Hamady Diop

Personal information
- Date of birth: 6 June 2002 (age 24)
- Place of birth: Dakar, Senegal
- Height: 6 ft 0 in (1.83 m)
- Position: Defender

Team information
- Current team: Birmingham Legion FC
- Number: 32

Youth career
- 2018–2020: SIMA Águilas

College career
- Years: Team / Apps / (Gls)
- 2020–2022: Clemson Tigers / 42 / (7)

Senior career*
- Years: Team / Apps / (Gls)
- 2023–2024: Charlotte FC / 3 / (0)
- 2023–2024: Crown Legacy / 11 / (0)
- 2024: → Čukarički (loan) / 8 / (0)
- 2025: San Diego FC / 7 / (0)
- 2025–2026: Rhode Island FC / 17 / (0)
- 2025–: Birmingham Legion FC / 1 / (0)

= Hamady Diop =

Senegalese footballer (born 2002)

Hamady Diop (born 6 June 2002) is a Senegalese professional footballer who plays as a defender for Birmingham Legion FC in the USL Championship.
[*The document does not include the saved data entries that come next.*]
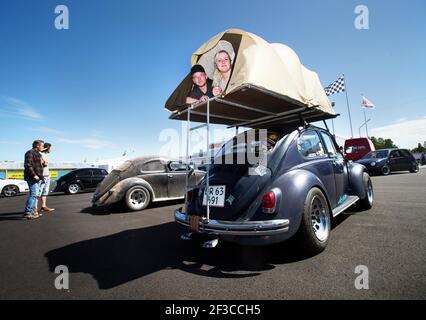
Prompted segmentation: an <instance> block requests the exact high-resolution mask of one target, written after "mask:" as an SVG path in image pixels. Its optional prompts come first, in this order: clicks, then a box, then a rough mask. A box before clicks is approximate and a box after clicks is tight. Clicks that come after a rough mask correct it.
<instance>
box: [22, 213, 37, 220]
mask: <svg viewBox="0 0 426 320" xmlns="http://www.w3.org/2000/svg"><path fill="white" fill-rule="evenodd" d="M25 218H26V219H28V220H35V219H38V218H39V216H38V215H33V214H27V215H25Z"/></svg>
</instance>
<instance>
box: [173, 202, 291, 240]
mask: <svg viewBox="0 0 426 320" xmlns="http://www.w3.org/2000/svg"><path fill="white" fill-rule="evenodd" d="M190 219H191V216H190V215H188V214H186V213H183V212H182V210H181V209H178V210H176V211H175V221H176V222H177V223H179V224H181V225H183V226H186V227H190ZM289 225H290V220H286V219H276V220H267V221H219V220H206V219H204V220H201V221H200V223H199V227H200V233H207V234H214V235H224V236H242V237H247V236H249V237H253V236H255V237H259V236H276V235H282V234H284V233H286V232H287V231H288V229H289Z"/></svg>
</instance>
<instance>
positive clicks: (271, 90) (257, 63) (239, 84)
mask: <svg viewBox="0 0 426 320" xmlns="http://www.w3.org/2000/svg"><path fill="white" fill-rule="evenodd" d="M229 44H231V45H232V48H233V51H234V53H235V59H233V60H234V61H233V70H232V75H231V78H230V81H229V83H228V86H227V88H226V90H225V91H224V93H223V95H222V98H223V99H226V97H227V95H229V94H231V93H233V92H237V91H238V90H241V88H242V87H244V86H246V85H253V86H254V87H258V88H262V89H265V90H266V91H267V92H272V93H274V94H277V95H279V96H282V97H283V98H288V100H289V101H296V102H297V103H298V104H299V105H300V104H302V105H303V106H305V107H307V108H315V109H316V110H317V111H319V112H323V113H325V114H328V115H335V112H334V110H333V108H332V106H331V104H330V101H329V100H328V98H327V96H326V94H325V92H324V89H323V86H322V85H321V82H320V80H319V77H318V75H317V74H316V73H315V72H313V71H310V70H308V69H307V68H306V67H304V66H303V65H302V64H301V62H300V60H299V57H298V56H297V54H296V53H295V52H294V51H293V50H292V49H291V48H289V47H288V46H286V45H284V44H279V43H273V44H270V43H268V42H267V41H265V40H263V39H262V38H260V37H258V36H257V35H255V34H252V33H249V32H246V31H243V30H238V29H230V30H227V31H224V32H222V33H220V34H218V35H216V36H214V37H213V38H211V39H210V40H209V41H207V42H206V43H204V44H203V45H202V46H201V47H200V48H199V49H198V50H197V51H196V52H195V53H194V54H193V55H192V65H195V64H197V63H200V64H202V65H203V66H204V67H205V69H206V70H207V73H208V74H209V75H211V74H212V70H213V69H212V68H213V65H212V64H213V59H212V55H213V56H214V54H215V53H216V52H217V51H218V50H220V49H222V48H224V47H226V48H229ZM226 48H225V50H226ZM191 85H192V83H191V79H190V78H189V77H187V78H186V79H185V80H184V81H183V82H182V83H181V84H180V86H179V87H178V88H177V89H176V90H175V92H174V93H173V94H172V96H171V97H170V98H169V100H168V101H167V103H166V108H167V109H168V110H170V111H175V110H176V109H177V107H178V106H179V104H180V105H182V100H184V97H185V96H186V95H188V94H189V92H187V91H188V88H190V87H191ZM185 90H186V91H185ZM184 91H185V92H184ZM183 104H184V103H183Z"/></svg>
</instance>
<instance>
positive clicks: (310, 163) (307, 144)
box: [297, 130, 337, 209]
mask: <svg viewBox="0 0 426 320" xmlns="http://www.w3.org/2000/svg"><path fill="white" fill-rule="evenodd" d="M323 144H324V143H323V142H322V139H321V138H320V137H319V135H318V132H317V131H316V130H307V131H305V132H303V133H302V134H301V135H300V137H299V138H298V141H297V148H298V150H299V152H300V154H301V155H302V157H303V159H304V162H305V164H304V169H305V170H308V171H311V172H312V173H313V174H314V175H316V176H317V177H318V178H319V179H320V180H321V182H322V183H323V185H324V187H325V189H326V192H327V194H326V196H327V197H328V199H329V201H330V205H331V207H332V209H334V208H335V207H336V203H337V201H336V181H335V177H334V165H333V162H334V159H332V158H330V157H328V156H327V154H326V151H325V148H324V146H323Z"/></svg>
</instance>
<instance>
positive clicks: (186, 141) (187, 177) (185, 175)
mask: <svg viewBox="0 0 426 320" xmlns="http://www.w3.org/2000/svg"><path fill="white" fill-rule="evenodd" d="M191 108H192V105H191V107H189V108H188V117H187V125H186V157H185V159H186V165H188V166H189V142H190V141H189V133H190V131H191V129H190V124H191ZM188 185H189V172H188V173H187V174H186V175H185V212H186V213H188V190H189V187H188Z"/></svg>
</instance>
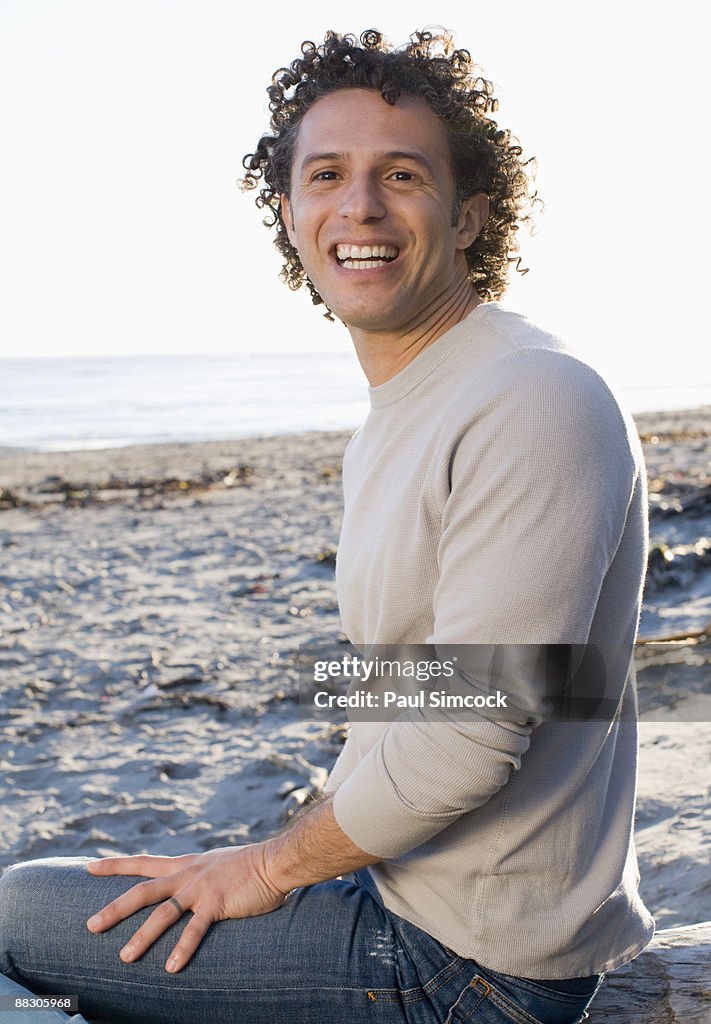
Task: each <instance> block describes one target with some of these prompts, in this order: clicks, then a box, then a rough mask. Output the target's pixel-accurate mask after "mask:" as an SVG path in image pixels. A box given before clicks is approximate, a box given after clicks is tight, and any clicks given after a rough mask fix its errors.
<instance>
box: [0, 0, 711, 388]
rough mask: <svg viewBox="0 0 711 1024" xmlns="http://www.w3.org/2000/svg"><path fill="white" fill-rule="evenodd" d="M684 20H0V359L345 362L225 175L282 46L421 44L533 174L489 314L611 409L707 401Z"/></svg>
mask: <svg viewBox="0 0 711 1024" xmlns="http://www.w3.org/2000/svg"><path fill="white" fill-rule="evenodd" d="M353 10H357V11H358V15H357V17H354V16H353V14H352V11H353ZM702 10H703V5H701V4H699V3H698V2H697V0H694V2H689V0H681V2H679V3H676V4H675V5H674V7H673V10H671V11H670V8H669V7H668V5H667V4H662V3H659V2H651V3H650V2H647V3H641V2H627V0H615V2H613V0H601V2H597V3H594V4H587V5H574V4H571V3H570V2H569V3H563V2H558V0H542V2H534V3H530V2H521V0H509V2H507V3H505V4H492V3H490V4H487V5H484V4H475V3H471V2H466V3H464V2H461V0H458V2H451V0H437V2H436V3H433V2H431V0H429V2H423V0H408V2H407V3H399V2H395V3H388V4H386V5H385V4H383V3H382V2H377V3H374V2H372V0H364V2H361V3H359V4H358V5H354V4H351V3H347V4H346V3H344V2H343V0H333V2H330V3H328V4H327V3H324V2H323V0H316V2H310V3H308V4H292V5H290V6H286V5H275V4H259V3H253V4H244V3H240V4H238V3H237V2H236V0H0V90H1V91H0V118H1V123H0V129H1V132H2V135H1V137H2V146H3V157H2V160H1V161H0V204H1V208H0V274H1V279H2V285H3V288H2V291H3V297H2V301H1V303H0V354H1V355H5V356H18V355H19V356H24V355H65V354H99V355H100V354H107V355H108V354H122V353H126V354H129V353H138V352H143V353H169V352H239V351H248V350H265V349H270V350H285V349H286V350H291V351H299V350H304V349H324V348H327V349H331V350H345V349H346V348H348V346H349V339H348V336H347V333H346V331H345V329H344V328H343V327H342V326H341V325H330V324H327V323H326V322H324V321H323V317H322V316H321V314H320V312H319V311H318V309H315V308H312V307H311V305H310V302H309V300H308V298H307V296H306V293H305V292H304V293H303V294H296V295H293V294H291V293H290V292H289V291H288V290H287V289H286V287H285V286H284V285H282V284H281V283H280V282H279V280H278V273H279V269H280V259H279V256H278V254H277V253H276V251H275V250H274V249H273V247H271V242H270V237H269V233H268V232H267V231H266V229H265V228H263V227H262V226H261V222H260V221H261V218H260V214H259V213H258V211H257V210H256V209H255V207H254V206H253V202H252V198H251V197H249V196H245V195H242V194H241V193H240V191H239V189H238V187H237V185H236V180H237V178H238V177H239V176H240V174H241V161H242V157H243V155H244V154H245V153H247V152H249V151H251V150H252V148H253V147H254V144H255V143H256V140H257V138H258V135H259V134H260V132H261V131H262V130H263V129H264V128H265V127H266V124H267V111H266V95H265V91H264V90H265V87H266V85H267V83H268V80H269V78H270V75H271V73H273V71H274V70H275V69H276V68H278V67H280V66H282V65H284V63H287V62H289V61H290V60H291V59H293V58H294V56H296V55H297V53H298V48H299V44H300V42H301V40H302V39H306V38H309V39H321V38H323V33H324V31H325V30H326V29H329V28H331V29H335V30H337V31H341V32H348V31H353V32H361V31H362V30H363V29H365V28H370V27H377V28H380V29H381V30H382V31H384V32H385V34H386V35H387V36H388V38H389V39H390V40H391V41H392V42H393V43H402V42H404V41H405V40H406V38H407V37H408V36H409V34H410V33H411V32H412V31H413V30H414V29H415V28H420V27H423V26H425V25H431V24H433V23H436V24H441V25H444V26H446V27H447V28H449V29H451V30H453V31H454V32H455V33H456V38H457V41H458V43H459V44H460V45H462V46H465V47H466V48H467V49H469V50H470V51H471V52H472V54H473V56H474V58H475V59H476V60H477V62H478V63H479V65H482V66H483V67H484V70H485V72H486V74H487V77H489V78H491V79H493V80H494V82H495V83H496V85H497V89H498V94H499V97H500V100H501V109H500V112H499V115H498V118H499V121H500V123H501V124H502V125H503V126H505V127H508V128H511V129H512V130H513V132H514V133H515V134H516V135H517V136H518V137H519V139H520V140H521V142H522V144H524V147H525V150H526V152H527V153H529V154H530V155H533V156H536V157H537V159H538V166H539V172H538V179H537V183H538V188H539V191H540V193H541V195H542V197H543V199H544V200H545V203H546V211H545V213H544V214H543V215H542V216H541V217H540V218H539V224H538V230H537V234H536V237H535V238H533V239H531V240H529V239H525V246H524V258H525V261H526V262H527V263H528V264H529V265H530V266H531V272H530V273H529V274H528V275H527V276H526V278H524V279H521V280H520V281H517V282H516V283H515V284H514V285H513V286H512V287H511V289H510V290H509V293H508V296H507V299H506V303H507V304H508V305H510V306H512V307H514V308H518V309H520V310H521V311H525V312H528V313H530V314H531V315H532V316H533V317H535V318H536V319H537V321H538V322H539V323H540V324H541V325H542V326H544V327H547V328H551V329H553V330H556V331H557V332H558V333H560V334H561V335H562V336H563V337H564V338H566V340H568V341H569V342H570V343H571V344H572V345H573V346H574V348H576V349H577V350H578V351H579V352H581V354H582V355H583V356H584V357H586V358H588V359H589V360H590V361H591V362H592V364H593V365H594V366H595V367H597V368H598V369H600V370H601V371H602V372H603V373H604V374H605V375H607V376H608V377H609V378H611V380H612V382H613V383H614V384H615V383H618V384H623V385H626V386H630V385H634V384H639V385H656V386H659V385H665V384H667V385H670V384H673V385H684V384H691V383H696V384H706V385H711V367H710V365H709V359H708V355H707V352H708V350H709V345H708V342H709V332H708V329H707V326H706V322H707V310H706V302H707V293H708V289H707V285H706V276H707V273H708V270H707V264H708V256H707V253H706V247H707V245H708V239H709V220H708V212H707V210H708V203H707V199H706V188H707V185H706V179H707V177H708V169H707V166H706V158H705V156H704V148H705V146H706V142H705V137H704V135H703V134H702V133H704V132H705V129H703V125H704V124H706V123H707V110H706V105H707V99H708V96H707V94H706V93H707V86H706V72H705V68H706V61H707V53H706V49H707V43H706V40H707V34H706V32H705V30H704V29H703V27H702ZM697 207H698V208H700V209H701V212H700V213H698V212H697V211H696V209H695V208H697ZM702 304H703V307H702ZM0 372H1V364H0Z"/></svg>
Prior to Charlotte FC, Diop played college soccer for three seasons for Clemson University, where he helped the Tigers win the 2021 NCAA Division I men's soccer championship game. Diop played club soccer for Montverde Academy and for SIMA Águilas.

== Career ==
=== Youth and college ===
Diop played youth soccer for Montverde Academy and its affiliated soccer club, SIMA Águilas.
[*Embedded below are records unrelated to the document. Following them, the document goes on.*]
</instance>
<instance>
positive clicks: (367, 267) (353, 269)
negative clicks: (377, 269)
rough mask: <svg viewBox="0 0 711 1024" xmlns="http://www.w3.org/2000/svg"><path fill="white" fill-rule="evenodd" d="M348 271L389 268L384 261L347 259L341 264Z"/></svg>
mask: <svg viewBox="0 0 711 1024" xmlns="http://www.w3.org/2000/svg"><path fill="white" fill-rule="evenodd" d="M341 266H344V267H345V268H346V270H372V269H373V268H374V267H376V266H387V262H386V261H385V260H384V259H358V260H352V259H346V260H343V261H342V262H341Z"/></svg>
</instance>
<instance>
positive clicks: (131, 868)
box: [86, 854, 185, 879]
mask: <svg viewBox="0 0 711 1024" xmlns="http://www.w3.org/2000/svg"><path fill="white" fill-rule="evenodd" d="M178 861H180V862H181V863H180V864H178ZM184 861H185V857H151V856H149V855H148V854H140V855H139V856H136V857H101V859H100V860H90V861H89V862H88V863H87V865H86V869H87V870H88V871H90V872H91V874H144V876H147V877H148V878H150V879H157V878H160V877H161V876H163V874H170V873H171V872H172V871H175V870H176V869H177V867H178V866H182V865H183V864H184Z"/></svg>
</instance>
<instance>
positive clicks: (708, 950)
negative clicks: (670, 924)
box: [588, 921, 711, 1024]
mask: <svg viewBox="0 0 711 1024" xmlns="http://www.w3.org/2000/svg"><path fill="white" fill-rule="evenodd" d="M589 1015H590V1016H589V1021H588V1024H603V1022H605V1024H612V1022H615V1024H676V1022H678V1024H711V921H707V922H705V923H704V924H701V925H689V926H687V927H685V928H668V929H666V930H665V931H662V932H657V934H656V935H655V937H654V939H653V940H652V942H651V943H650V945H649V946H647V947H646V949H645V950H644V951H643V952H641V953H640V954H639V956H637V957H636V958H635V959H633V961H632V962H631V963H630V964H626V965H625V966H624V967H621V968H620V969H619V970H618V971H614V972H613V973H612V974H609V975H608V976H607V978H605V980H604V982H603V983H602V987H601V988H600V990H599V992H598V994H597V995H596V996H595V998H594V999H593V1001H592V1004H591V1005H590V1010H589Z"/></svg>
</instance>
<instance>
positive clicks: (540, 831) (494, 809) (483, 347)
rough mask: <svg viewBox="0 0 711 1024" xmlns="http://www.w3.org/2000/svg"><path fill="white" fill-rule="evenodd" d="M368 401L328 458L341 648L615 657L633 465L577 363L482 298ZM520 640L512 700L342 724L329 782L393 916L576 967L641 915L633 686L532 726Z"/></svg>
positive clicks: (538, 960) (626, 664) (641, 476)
Ahead of the 2020 NCAA Division I men's soccer season, Diop signed a National Letter of Intent to play college soccer with Clemson University. There, he was a three-year starter. He finished his college career with 42 appearances, 40 of which were starts, and scored seven goals and provided three assists.

While at Clemson, Diop was named to the All-ACC Second-Team, the ACC All-Freshman Team, and the TopDrawer Soccer Top 100 Freshman for the 2020 season.

=== Professional ===
Ahead of the 2023 MLS SuperDraft, Diop signed a Generation adidas contract with Major League Soccer. On 21 December 2022, he was drafted first-overall by Charlotte FC. Diop became the second Clemson player to be drafted first overall, and the second in four years alongside Robbie Robinson, who was drafted first overall in the 2020 MLS SuperDraft. Diop also became the fourth ever African player to be selected first overall and the first Senegalese player to be drafted first overall.

On 13 July 2024, Diop moved on loan to Serbian SuperLiga side Čukarički until 15 January 2025.

On 11 December 2024, Diop was selected by San Diego FC in the 2024 MLS expansion draft. On 22 August 2025, Diop was waived by San Diego. He subsequently signed with USL Championship side Rhode Island FC on 9 September 2025.

In August 2026, Rhode Island FC announced they had agreed to transfer Diop to fellow USL Championship side Birmingham Legion FC for an undisclosed fee.